AI & knowledge base

Editing and removing knowledge base entries

How to update, replace, or delete facts in a building’s knowledge base.

Updated June 9, 2026 3 min read

Your knowledge base is meant to change as your building does. Editing it is quick, and updates take effect for new conversations right away.

A knowledge base is a living document, codes rotate, policies evolve, amenities open and close, and its value tracks how faithfully it mirrors reality. The mechanics of editing are trivial; the discipline is what matters. This page covers both: how to make each kind of change, and the habits that keep changes from leaving debris behind.

  • Edit a fact: open the building’s knowledge base, find the entry, and update the text
  • Replace a document: re-upload the new version; Rezi re-indexes it automatically
  • Remove a fact: delete the entry so Rezi stops referencing it

Editing a fact

Open the building’s knowledge base from its Properties page, find the entry (search by any word in it), and change the text. The edit is indexed immediately, the next guest question on that topic gets the new answer.
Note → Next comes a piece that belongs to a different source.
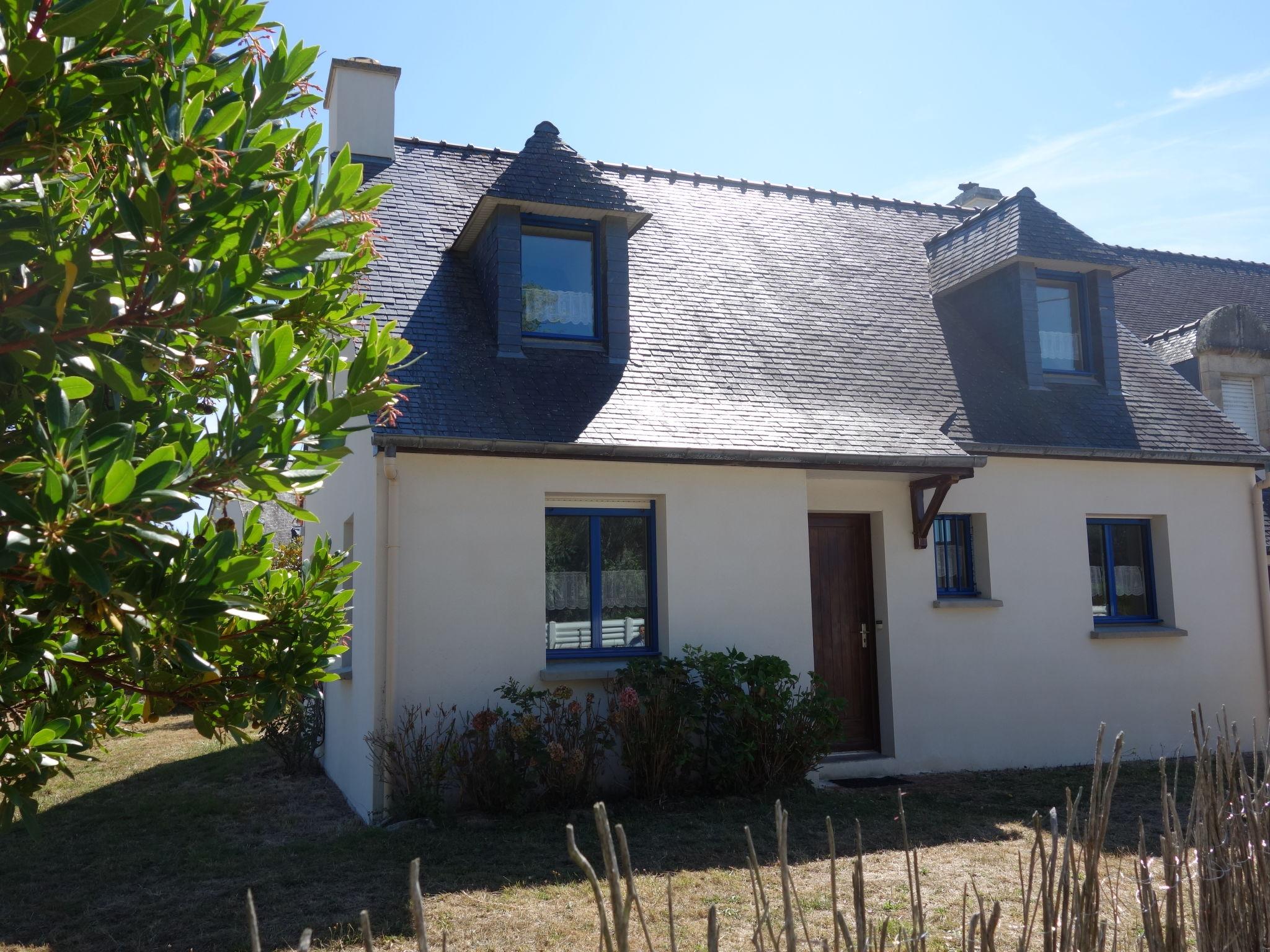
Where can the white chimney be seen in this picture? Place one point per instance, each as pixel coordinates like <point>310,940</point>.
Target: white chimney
<point>975,196</point>
<point>360,95</point>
While you’re in there, give the entry a quick quality pass: is it specific, self-contained, and phrased the way guests ask? An edit is a free chance to make a mediocre entry great, see writing entries that work.

Replacing a document

When a house manual or welcome guide gets a new version, upload the new file and remove the old one. Rezi extracts and indexes the new content automatically. The removal half is the part people skip, and it’s the dangerous half: two versions of the same manual means two versions of every fact that changed between them, and the AI has no way to know the 2024 edition lost the argument. One document, one truth.

Removing a fact

Delete entries for anything that’s no longer true, the amenity that closed, the promotion that ended, the local spot you stopped recommending. Deletion takes effect immediately. If you’re hesitating because the information might come back (a seasonal pool, say), you can instead edit the entry to describe reality: “The pool is closed for the season and reopens Memorial Day weekend” is more useful than either keeping the summer entry or deleting it outright.
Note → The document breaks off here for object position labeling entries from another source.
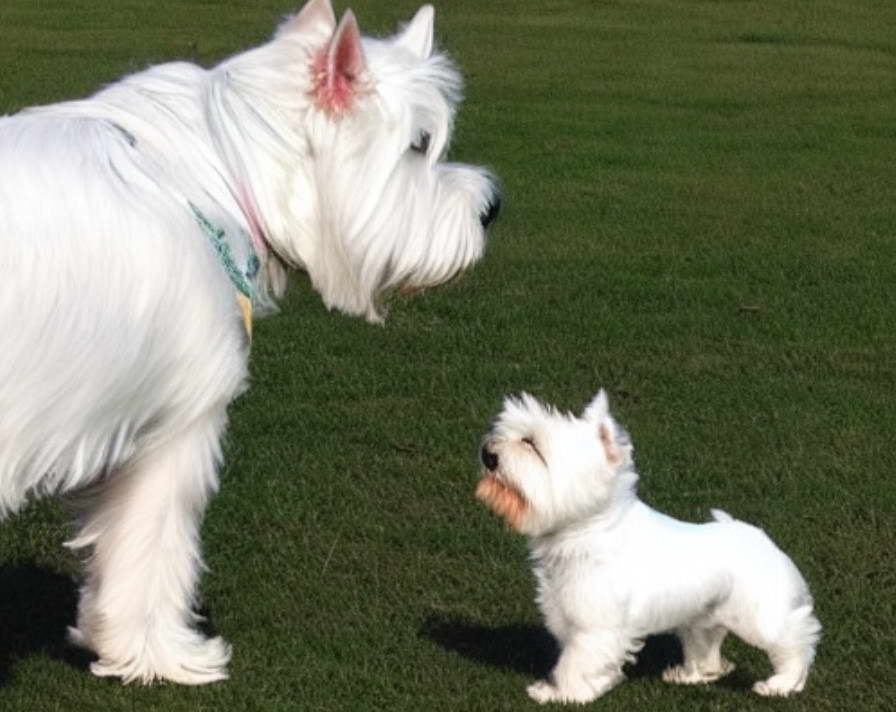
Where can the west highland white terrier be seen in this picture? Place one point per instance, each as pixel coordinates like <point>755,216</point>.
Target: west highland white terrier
<point>610,570</point>
<point>140,229</point>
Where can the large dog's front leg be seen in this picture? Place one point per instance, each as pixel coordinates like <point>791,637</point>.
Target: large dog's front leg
<point>137,604</point>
Remove the old before adding the new

When a policy changes, delete or update the old entry rather than just adding a new one. Two contradictory facts are the most common cause of inconsistent answers.

Habits that keep it clean

Make the update part of the change itself: new lock code, update the entry before you leave the property; new pet policy, edit the entry the day it takes effect. If a team member owns building operations, they own the entries too, edits are tracked, so activity history shows who changed what. And once a season, skim the whole knowledge base top to bottom; ten minutes of reading catches the drift that no single escalation ever surfaces.
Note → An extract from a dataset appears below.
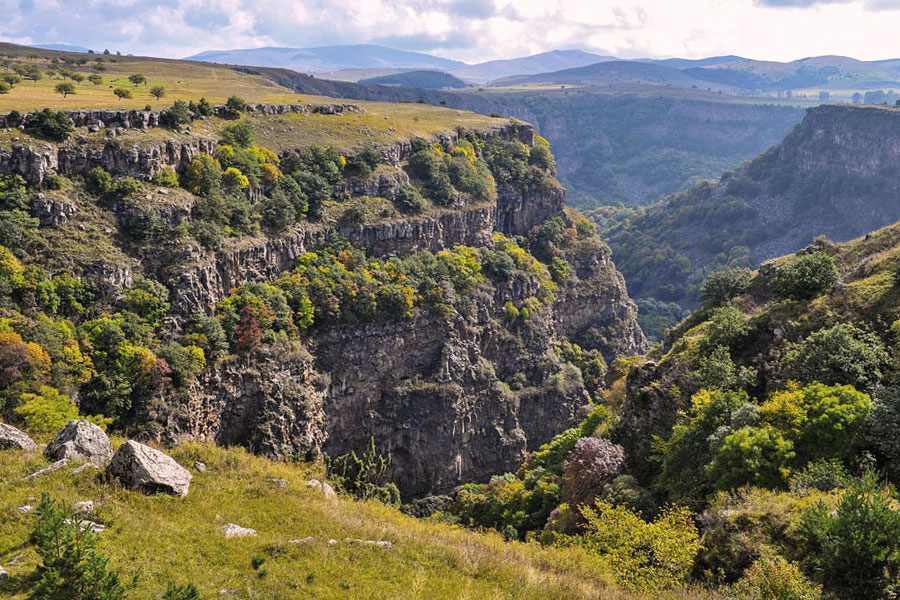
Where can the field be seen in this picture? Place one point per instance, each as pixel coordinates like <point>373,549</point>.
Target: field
<point>163,539</point>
Do edits affect conversations already in progress?
New replies always use the current knowledge base, so an in-progress conversation picks up the fix on its very next answer.
Can I bulk-edit or export the knowledge base?
Entries are edited individually in the dashboard. For a large restructuring, it’s often fastest to consolidate into a fresh document, upload it, and remove the superseded entries. Support can help with big migrations.
Who on my team can edit knowledge?
Owners, admins, and managers with access to the building. Staff roles are read-only by default, see roles and permissions.
Is there a history of past versions?
Edits are logged with who and when in team activity. If you need to recover specific overwritten content, contact support.